John David Duke, a Station Hill member on the team, said, "The first day, [the kids] were saying, 'Man, they're giving us a gift!' Then [we got] to tell them a little more about the Gift. Toward the end of the week, we were like, 'Do you remember what these are?' And they were able to spout back at us exactly what it meant."
Bret Dawkins, another team member, said, "Every day in every practice was different. Sometimes, not all the coaches were needed. A couple of us would stand off to the side, take pictures, and pray for the coaches and players. We had some sharing opportunities while the coaching was going on with some of the adults who were there."
The team came back home with a different worldview. John David said, "He's at work in places we really don't understand, in ways that to us would seem very trivial. But to people in another context and part of the world, it's a big deal."
The team got to see the Hope for the World Mission Offering dollars at work.

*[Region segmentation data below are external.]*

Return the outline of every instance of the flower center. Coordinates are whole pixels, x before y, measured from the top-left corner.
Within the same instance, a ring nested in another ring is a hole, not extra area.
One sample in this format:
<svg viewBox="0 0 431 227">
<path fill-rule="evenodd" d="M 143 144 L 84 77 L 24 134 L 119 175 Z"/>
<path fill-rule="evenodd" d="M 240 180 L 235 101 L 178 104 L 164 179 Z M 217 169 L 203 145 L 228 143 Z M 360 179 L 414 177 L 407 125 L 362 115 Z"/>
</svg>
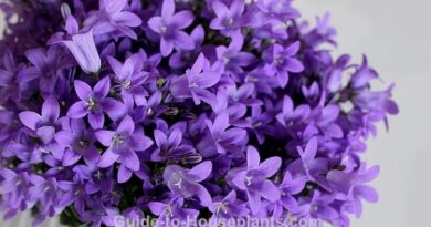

"It's a big deal that they're getting some of their needs met—their physical needs as well as spiritual needs. To know that some of the money going toward Hope for the World is going toward some of that stuff…makes us more passionate to continue to give. It's like we're still participating by giving even though we're not on the ground using it."
After the team finished, they visited nearby Mount Everest. That was the icing on the cake—especially Bret Dawkins, who said God taught him a lesson in that moment.
"In all the grandeur of Mount Everest—it's big and beautiful. After God created it, He said it was good. And after He created us, He said it was good. What I'm bringing away from this is that God loves people even more. We're the most important thing in the world to Him. We need to…realize who God has brought into our lives, ask why He's brought them into our lives, and ask what we can do to be a better influence for Christ to the people around us."
Clark says this is the beginning of what he hopes to be a regular partnership that sends teams every year. He said, "We laid a great foundation for future work with them—not just in sports, but for others to go and serve wherever we're needed."